A protester says he hates police after Henry Nowak's murder, as Downing Street condemns JD Vance's comments

UK

'I hate them': anger and grief in Southampton after Henry Nowak murder

Simon Dorrington stood alone on the driveway where Henry Nowak died, his mobility scooter beside him and a bouquet of flowers freshly laid against a tree. Tears hovered in his eyes. He had wanted to join the protest the day before, but with a prosthetic leg he felt physically unable. When he first saw the police body camera footage of Nowak slumped on the ground, he told me, he felt sick. Struggling not to cry, he said of the police: 'I hate them.
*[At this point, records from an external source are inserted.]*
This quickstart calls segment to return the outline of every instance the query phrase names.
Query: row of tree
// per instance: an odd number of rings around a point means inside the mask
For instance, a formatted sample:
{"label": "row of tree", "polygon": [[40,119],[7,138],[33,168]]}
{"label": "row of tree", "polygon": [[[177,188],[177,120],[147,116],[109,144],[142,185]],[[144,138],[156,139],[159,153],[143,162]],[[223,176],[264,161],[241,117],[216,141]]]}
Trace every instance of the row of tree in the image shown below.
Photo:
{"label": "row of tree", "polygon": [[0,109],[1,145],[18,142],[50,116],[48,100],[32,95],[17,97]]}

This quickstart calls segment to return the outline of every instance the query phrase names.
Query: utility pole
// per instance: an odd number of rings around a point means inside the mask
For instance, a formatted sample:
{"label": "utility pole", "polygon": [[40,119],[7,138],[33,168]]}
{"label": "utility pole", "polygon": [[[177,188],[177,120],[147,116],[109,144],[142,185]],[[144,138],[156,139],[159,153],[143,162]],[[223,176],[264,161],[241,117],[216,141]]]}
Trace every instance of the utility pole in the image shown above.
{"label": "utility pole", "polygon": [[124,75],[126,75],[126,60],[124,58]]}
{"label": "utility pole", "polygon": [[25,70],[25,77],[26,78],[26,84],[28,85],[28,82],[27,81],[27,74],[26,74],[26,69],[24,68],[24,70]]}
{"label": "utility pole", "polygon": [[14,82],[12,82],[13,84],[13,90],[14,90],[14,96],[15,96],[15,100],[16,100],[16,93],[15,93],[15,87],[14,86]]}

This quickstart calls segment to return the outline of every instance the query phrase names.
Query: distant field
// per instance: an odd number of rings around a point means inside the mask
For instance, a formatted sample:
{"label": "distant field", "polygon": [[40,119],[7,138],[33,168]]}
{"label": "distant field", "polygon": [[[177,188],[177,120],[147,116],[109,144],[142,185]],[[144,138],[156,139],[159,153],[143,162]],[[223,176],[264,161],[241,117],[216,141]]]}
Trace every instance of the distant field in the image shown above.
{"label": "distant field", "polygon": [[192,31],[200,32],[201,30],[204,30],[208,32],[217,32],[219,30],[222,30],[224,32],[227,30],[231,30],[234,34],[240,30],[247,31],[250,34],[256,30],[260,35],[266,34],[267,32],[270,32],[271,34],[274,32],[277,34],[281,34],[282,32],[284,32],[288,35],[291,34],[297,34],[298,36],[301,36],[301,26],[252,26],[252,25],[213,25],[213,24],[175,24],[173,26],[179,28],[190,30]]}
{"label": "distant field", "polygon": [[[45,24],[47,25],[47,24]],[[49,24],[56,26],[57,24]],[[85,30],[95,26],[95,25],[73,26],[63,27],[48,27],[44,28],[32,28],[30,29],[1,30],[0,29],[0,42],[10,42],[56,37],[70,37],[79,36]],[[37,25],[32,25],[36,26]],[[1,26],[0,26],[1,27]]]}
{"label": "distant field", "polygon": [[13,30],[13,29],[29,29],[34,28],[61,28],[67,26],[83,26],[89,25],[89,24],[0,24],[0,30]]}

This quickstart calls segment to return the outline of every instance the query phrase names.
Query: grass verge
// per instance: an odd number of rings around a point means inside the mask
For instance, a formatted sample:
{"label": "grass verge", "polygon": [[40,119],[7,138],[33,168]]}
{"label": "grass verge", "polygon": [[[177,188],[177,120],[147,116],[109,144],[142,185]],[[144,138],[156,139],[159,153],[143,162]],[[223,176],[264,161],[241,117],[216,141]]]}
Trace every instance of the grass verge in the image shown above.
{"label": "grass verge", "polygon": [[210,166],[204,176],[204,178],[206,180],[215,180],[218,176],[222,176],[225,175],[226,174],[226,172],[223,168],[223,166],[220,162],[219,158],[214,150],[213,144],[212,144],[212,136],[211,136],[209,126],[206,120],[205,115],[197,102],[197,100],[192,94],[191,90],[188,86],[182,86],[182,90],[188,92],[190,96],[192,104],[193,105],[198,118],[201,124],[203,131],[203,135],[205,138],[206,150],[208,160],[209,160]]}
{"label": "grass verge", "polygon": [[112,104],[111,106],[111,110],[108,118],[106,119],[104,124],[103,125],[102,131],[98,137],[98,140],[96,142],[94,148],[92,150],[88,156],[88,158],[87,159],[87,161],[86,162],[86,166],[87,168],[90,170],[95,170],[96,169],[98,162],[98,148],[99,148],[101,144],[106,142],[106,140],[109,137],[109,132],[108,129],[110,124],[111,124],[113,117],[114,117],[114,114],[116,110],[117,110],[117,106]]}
A couple of officers walked by and I just called them racist.' Before Nowak's death, he had not resented the authorities, but he now feels they are 'anti-white'. He had come to pay respects to the dead 18-year-old but also to kick against his nation's decline. 'You let people come in with dinghies but there's places we can't go. They get gas, electric, but we're struggling to pay. Why?'

The murder that has shattered Dorrington's faith in the police occurred on 3 December last year. Nowak was walking home alone after a night out with friends when Vickrum Digwa, 23, used a 21cm (8in) blade he said he carried as part of his Sikh faith to stab the student repeatedly. As Nowak lay dying, Digwa filmed him and told him he had not been injured, then called police and claimed he had been assaulted. When officers arrived, they handcuffed and arrested the wounded student. When he said he had been stabbed, a policeman replied: 'I don't think you have mate.' Digwa was later jailed for life with a minimum of 21 years. The Crown Prosecution Service confirmed he was born British.

A protester says he hates police after Henry Nowak's murder, as Downing Street condemns JD Vance's comments

Violent protests erupted in Southampton on Tuesday after the release of bodycam footage showing Nowak handcuffed as he lay dying. The unrest drew a response from US vice-president JD Vance, who posted on X blaming the death on the 'mass invasion of migrants' and said the 'only response' was 'righteous anger'. He wrote that Nowak died 'the same way a civilisation dies: abandoned and handcuffed by authorities who neither trusted nor cared for him'. Downing Street hit back, a spokesman saying the Nowak family 'said they do not want his death to be used to create further division'. 'Our politics should bring people together even in the most terrible of circumstances. That is who we are as a country,' the statement added.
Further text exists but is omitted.